# Reciprocating Saw for Hog Butchering?



## gilberte (Sep 25, 2004)

Thought I might replace the meat saw with a reciprocating saw for splitting the hog and cutting chops. Anyone do this? What's the best blade? Does it work well or should I forget it and stick with the hand meat saw?


----------



## GeorgeK (Apr 14, 2004)

the motor oils on power tools like that are not food grade, you might poison yourself


----------



## BobK (Oct 28, 2004)

Well don't know about cutting chops but a friend of mine swears by using his saw for splitting hogs.....I am going to try it this year for splitting our pigs....don't know where the oil would come from that George is concerned about but I know my saw does not have any oil on it or in it.......now a chainsaw might make a bit of a mess...


----------



## Patty0315 (Feb 1, 2004)

We use one all the time and we haven't died yet. No oil taste in the meat either !


----------



## moopups (May 12, 2002)

We butcher with one also, take the precaution to heat the paint off the blade before use. I do this with a propane torch. Chose a long blade with at least 10 teeth per inch, works best for us.


----------



## BobK (Oct 28, 2004)

Are you guys/gals using the saw for cutting up the carcass, e.g., chops ect., or just to split the pig? If your cutting chops ect with the sawzall how cold do you need the meat to do a clean job? 

I've thought about building a jig(s) with different size gaps for chops of varying sizes and use the sawzall for bopping off the chops.....might speed things up even though it doesn't take that long by hand in the first place.


----------



## djuhnke (Oct 7, 2004)

BobK said:


> Are you guys/gals using the saw for cutting up the carcass, e.g., chops ect., or just to split the pig? If your cutting chops ect with the sawzall how cold do you need the meat to do a clean job?
> 
> I've thought about building a jig(s) with different size gaps for chops of varying sizes and use the sawzall for bopping off the chops.....might speed things up even though it doesn't take that long by hand in the first place.

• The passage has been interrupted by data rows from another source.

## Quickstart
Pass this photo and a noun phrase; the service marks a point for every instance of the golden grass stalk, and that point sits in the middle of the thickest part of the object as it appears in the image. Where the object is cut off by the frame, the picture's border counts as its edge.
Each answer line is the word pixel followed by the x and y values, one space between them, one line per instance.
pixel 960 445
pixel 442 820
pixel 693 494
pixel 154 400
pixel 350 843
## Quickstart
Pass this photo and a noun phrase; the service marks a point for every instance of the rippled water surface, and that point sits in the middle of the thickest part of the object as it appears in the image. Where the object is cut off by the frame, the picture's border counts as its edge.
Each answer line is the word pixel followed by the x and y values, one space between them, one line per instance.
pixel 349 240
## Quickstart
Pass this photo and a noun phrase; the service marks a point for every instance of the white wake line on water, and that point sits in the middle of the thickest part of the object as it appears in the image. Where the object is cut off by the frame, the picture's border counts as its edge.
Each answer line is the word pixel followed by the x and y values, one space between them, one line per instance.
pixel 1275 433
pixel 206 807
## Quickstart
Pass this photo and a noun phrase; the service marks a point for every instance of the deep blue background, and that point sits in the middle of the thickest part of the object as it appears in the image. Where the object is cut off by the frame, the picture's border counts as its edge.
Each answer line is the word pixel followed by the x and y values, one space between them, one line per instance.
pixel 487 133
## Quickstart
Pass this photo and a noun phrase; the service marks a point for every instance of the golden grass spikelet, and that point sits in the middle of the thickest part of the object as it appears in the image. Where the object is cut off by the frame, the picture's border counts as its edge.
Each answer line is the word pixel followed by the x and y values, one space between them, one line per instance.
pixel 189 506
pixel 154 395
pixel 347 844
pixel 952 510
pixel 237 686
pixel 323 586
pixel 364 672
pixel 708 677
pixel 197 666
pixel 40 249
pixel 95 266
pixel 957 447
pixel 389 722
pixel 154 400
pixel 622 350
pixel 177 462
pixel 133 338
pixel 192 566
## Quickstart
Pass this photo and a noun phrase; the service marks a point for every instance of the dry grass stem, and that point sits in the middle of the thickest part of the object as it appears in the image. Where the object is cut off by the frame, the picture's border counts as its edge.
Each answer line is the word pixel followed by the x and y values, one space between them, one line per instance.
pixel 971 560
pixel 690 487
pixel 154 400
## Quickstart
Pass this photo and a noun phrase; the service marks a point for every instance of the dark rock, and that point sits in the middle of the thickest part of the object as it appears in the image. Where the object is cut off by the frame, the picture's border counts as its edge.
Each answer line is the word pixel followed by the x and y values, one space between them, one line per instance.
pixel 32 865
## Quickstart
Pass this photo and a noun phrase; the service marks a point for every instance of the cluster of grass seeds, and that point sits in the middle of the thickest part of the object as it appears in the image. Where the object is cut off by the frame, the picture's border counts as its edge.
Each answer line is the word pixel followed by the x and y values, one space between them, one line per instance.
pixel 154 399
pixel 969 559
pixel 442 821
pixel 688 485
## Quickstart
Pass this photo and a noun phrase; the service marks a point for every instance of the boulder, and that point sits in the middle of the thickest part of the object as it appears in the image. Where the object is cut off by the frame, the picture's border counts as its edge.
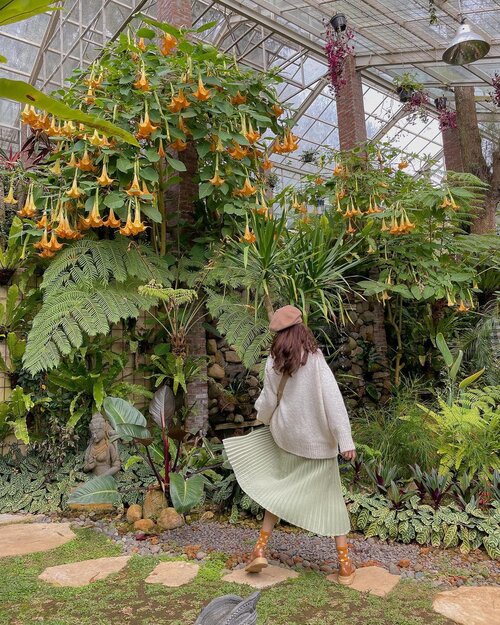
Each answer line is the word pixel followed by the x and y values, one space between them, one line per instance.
pixel 170 519
pixel 134 513
pixel 144 525
pixel 216 372
pixel 154 502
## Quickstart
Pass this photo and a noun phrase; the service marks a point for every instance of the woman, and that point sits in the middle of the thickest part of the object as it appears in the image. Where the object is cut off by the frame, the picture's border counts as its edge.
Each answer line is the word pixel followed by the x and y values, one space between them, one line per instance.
pixel 290 468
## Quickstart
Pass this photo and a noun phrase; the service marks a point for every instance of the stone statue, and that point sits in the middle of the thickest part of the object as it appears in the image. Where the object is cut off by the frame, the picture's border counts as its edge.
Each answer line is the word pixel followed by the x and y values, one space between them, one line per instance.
pixel 101 455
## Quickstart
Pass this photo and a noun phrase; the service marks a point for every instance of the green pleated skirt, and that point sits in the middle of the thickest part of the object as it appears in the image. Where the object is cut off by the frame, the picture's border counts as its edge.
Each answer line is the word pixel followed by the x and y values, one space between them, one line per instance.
pixel 302 491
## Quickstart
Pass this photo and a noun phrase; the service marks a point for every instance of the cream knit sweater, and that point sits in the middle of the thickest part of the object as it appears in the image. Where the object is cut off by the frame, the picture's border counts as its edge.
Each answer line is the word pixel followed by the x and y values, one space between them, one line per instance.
pixel 311 420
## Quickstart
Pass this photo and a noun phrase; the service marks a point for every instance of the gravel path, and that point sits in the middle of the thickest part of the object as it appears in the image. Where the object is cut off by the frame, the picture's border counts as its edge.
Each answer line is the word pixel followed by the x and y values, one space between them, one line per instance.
pixel 303 551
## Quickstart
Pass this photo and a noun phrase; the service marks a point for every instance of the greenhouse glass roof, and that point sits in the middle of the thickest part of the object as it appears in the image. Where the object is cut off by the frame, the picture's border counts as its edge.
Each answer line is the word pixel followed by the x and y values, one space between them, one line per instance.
pixel 391 37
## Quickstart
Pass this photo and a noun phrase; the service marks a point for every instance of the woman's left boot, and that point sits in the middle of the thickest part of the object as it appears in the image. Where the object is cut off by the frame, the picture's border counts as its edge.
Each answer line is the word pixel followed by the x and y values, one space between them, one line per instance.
pixel 347 570
pixel 258 559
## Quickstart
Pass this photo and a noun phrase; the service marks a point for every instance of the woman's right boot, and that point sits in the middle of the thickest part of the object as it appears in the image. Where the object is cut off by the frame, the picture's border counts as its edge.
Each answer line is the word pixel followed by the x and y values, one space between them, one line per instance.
pixel 258 559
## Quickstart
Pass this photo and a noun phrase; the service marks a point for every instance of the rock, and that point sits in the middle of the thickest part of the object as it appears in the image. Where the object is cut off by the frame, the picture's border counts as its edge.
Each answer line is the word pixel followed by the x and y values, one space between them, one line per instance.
pixel 269 576
pixel 154 502
pixel 173 574
pixel 170 519
pixel 83 573
pixel 232 357
pixel 216 372
pixel 144 525
pixel 470 605
pixel 211 347
pixel 134 513
pixel 20 539
pixel 372 579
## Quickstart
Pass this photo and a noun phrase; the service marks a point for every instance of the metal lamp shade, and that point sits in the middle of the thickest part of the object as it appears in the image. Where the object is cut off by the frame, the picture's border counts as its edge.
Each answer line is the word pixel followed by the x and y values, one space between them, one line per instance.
pixel 466 47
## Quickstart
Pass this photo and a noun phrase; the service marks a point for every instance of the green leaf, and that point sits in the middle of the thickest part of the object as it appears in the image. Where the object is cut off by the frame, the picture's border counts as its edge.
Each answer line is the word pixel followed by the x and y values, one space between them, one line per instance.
pixel 98 393
pixel 444 349
pixel 146 33
pixel 471 379
pixel 125 419
pixel 176 164
pixel 27 94
pixel 186 493
pixel 101 489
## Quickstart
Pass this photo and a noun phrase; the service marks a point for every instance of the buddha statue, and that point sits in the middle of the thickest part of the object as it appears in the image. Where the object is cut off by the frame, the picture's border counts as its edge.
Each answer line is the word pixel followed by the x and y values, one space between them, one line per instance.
pixel 101 455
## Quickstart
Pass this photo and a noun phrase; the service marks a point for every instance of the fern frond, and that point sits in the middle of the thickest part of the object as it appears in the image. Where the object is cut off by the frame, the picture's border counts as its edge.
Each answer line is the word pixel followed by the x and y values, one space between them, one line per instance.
pixel 66 315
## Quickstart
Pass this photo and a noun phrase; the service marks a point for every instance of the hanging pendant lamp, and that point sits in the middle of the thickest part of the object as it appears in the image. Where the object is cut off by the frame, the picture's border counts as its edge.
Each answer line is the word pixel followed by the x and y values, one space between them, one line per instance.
pixel 466 47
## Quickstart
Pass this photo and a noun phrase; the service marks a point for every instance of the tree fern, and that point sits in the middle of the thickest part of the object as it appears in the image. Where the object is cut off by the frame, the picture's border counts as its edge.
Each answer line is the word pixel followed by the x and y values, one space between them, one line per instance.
pixel 242 328
pixel 67 315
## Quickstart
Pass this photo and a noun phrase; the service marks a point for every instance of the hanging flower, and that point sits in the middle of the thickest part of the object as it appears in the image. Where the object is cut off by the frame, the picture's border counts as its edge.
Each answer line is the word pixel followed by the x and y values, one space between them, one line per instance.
pixel 247 189
pixel 177 103
pixel 112 221
pixel 238 99
pixel 338 49
pixel 237 152
pixel 168 43
pixel 10 199
pixel 202 94
pixel 146 128
pixel 217 181
pixel 249 237
pixel 74 192
pixel 104 180
pixel 142 82
pixel 179 145
pixel 134 190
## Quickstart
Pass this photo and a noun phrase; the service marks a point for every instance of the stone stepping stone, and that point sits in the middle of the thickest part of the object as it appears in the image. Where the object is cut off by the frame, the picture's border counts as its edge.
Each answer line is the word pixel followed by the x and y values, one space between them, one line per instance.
pixel 173 574
pixel 18 540
pixel 270 576
pixel 10 519
pixel 371 579
pixel 83 573
pixel 470 605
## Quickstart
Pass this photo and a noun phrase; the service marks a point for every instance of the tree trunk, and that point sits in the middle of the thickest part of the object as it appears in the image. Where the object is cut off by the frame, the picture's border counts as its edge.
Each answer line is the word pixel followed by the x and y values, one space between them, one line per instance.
pixel 474 161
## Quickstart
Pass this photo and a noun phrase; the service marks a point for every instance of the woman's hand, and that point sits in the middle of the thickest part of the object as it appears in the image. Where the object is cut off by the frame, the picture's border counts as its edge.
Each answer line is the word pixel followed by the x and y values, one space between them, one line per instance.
pixel 349 455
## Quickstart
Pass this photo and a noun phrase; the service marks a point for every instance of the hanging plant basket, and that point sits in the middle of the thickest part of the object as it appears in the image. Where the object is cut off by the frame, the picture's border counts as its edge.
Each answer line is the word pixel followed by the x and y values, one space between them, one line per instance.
pixel 6 276
pixel 441 103
pixel 405 93
pixel 339 22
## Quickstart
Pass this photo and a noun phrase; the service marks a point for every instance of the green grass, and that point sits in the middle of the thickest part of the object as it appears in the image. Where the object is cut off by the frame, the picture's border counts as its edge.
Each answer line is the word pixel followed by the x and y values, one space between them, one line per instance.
pixel 124 598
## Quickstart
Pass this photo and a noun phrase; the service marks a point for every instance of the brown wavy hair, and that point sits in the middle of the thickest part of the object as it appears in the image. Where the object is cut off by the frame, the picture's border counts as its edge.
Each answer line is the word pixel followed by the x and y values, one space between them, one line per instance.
pixel 291 348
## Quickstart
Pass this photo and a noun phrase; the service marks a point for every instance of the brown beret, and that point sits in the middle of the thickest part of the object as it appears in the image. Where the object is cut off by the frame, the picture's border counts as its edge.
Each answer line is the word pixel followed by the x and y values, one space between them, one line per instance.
pixel 285 318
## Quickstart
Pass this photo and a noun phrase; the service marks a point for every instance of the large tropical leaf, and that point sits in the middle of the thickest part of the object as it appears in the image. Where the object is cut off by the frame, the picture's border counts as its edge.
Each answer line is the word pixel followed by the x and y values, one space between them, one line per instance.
pixel 162 407
pixel 12 11
pixel 27 94
pixel 126 420
pixel 186 493
pixel 100 489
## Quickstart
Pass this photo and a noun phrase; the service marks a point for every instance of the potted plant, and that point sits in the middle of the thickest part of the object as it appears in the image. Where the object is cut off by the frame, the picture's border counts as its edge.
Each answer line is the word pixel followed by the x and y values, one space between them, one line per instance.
pixel 406 85
pixel 308 156
pixel 338 48
pixel 338 22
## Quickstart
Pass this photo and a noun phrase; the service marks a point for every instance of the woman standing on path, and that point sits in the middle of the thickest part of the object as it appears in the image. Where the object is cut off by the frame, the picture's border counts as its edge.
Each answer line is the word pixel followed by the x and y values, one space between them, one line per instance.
pixel 290 466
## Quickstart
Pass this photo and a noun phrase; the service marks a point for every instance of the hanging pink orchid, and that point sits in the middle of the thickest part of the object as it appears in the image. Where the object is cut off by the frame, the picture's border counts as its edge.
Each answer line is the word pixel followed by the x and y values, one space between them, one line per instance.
pixel 338 47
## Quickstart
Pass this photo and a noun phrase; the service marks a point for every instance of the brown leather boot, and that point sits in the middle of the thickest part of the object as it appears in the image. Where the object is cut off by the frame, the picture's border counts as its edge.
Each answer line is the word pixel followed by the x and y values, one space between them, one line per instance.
pixel 347 569
pixel 258 559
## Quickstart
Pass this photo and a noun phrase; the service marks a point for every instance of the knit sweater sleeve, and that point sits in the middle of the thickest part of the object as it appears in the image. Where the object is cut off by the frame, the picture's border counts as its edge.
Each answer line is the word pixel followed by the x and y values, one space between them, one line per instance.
pixel 336 413
pixel 268 399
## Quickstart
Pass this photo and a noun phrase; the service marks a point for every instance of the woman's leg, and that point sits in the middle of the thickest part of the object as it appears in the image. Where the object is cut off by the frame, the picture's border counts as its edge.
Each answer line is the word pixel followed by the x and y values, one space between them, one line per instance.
pixel 258 559
pixel 346 565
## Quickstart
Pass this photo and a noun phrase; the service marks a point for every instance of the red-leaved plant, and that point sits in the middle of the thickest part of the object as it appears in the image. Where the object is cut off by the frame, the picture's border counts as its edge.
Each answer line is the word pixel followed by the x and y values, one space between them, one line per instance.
pixel 496 87
pixel 338 47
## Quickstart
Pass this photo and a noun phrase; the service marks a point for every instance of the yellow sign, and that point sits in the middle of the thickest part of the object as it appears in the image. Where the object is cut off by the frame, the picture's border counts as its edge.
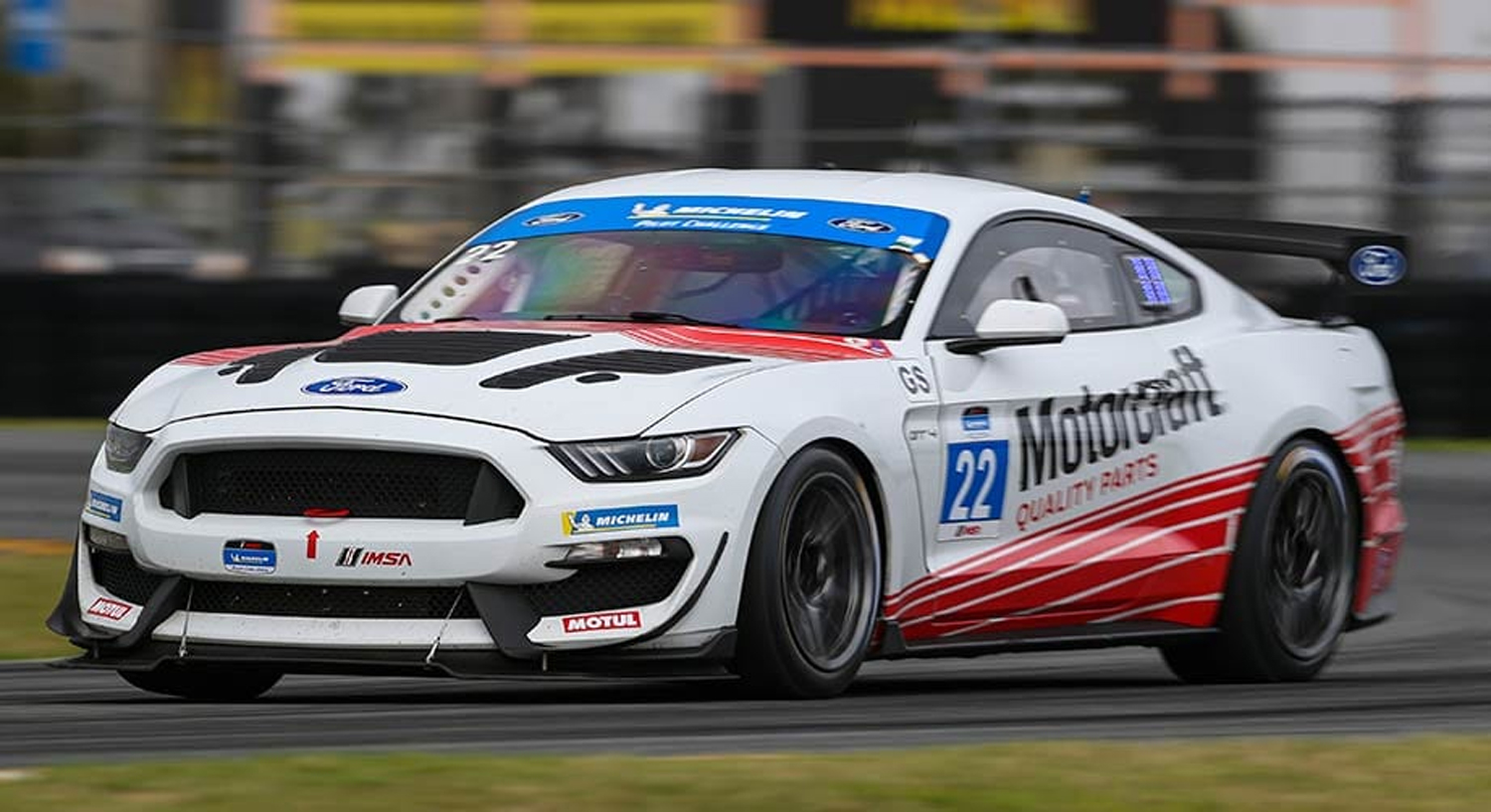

I don't know if a jig would work as some pigs are different sizes but that is an interesting thought.

I've used my ryobi sawz all (electric) with no grease and a new blade. splits it easy and fast.


----------



## quailkeeper (Aug 18, 2004)

I just use a hand bone saw. Takes about two minutes to saw down the backbone. Pretty easy really. Before we butchered our first hog we went out and bought a meat band saw. Sold it two weeks after we butchered our hog. We didn't even use it!! We cut the loin off and make boneless pork chops, much easier. No other cut required cutting thru a bone.


----------



## BobK (Oct 28, 2004)

I would make the jig adjustable by using some slots and bolts with wingnuts to control one edge of the jig....thus accomadating any size loin!

quailkeeper I really like a bone in chop...something about chewing on that bone makes the effort worthwhile....we are pretty set in our ways in cutting up our hogs....loins go to chops....bone and roll the Boston butt...bone the shoulder for sausage......bone the hams (not sent away for curing)) and either cut in chunks for pulled pork or grind for sausage.....and thats about it! Oh we do use the innards for making 'gut' cookies for the dogs....they love em!!!


----------



## Ronney (Nov 26, 2004)

I feel that I should know what a reciprocating saw is - but I can't bring it to mind which makes me think we may call it something different?

We use a meat saw to split our pigs or sheep but use the band saw to do the chops as Keven as arthritis in his hands and by the time he's got through 30-odd chops with the hand saw, he's in pain. The band saw is quick, easy and gives even sized chops. 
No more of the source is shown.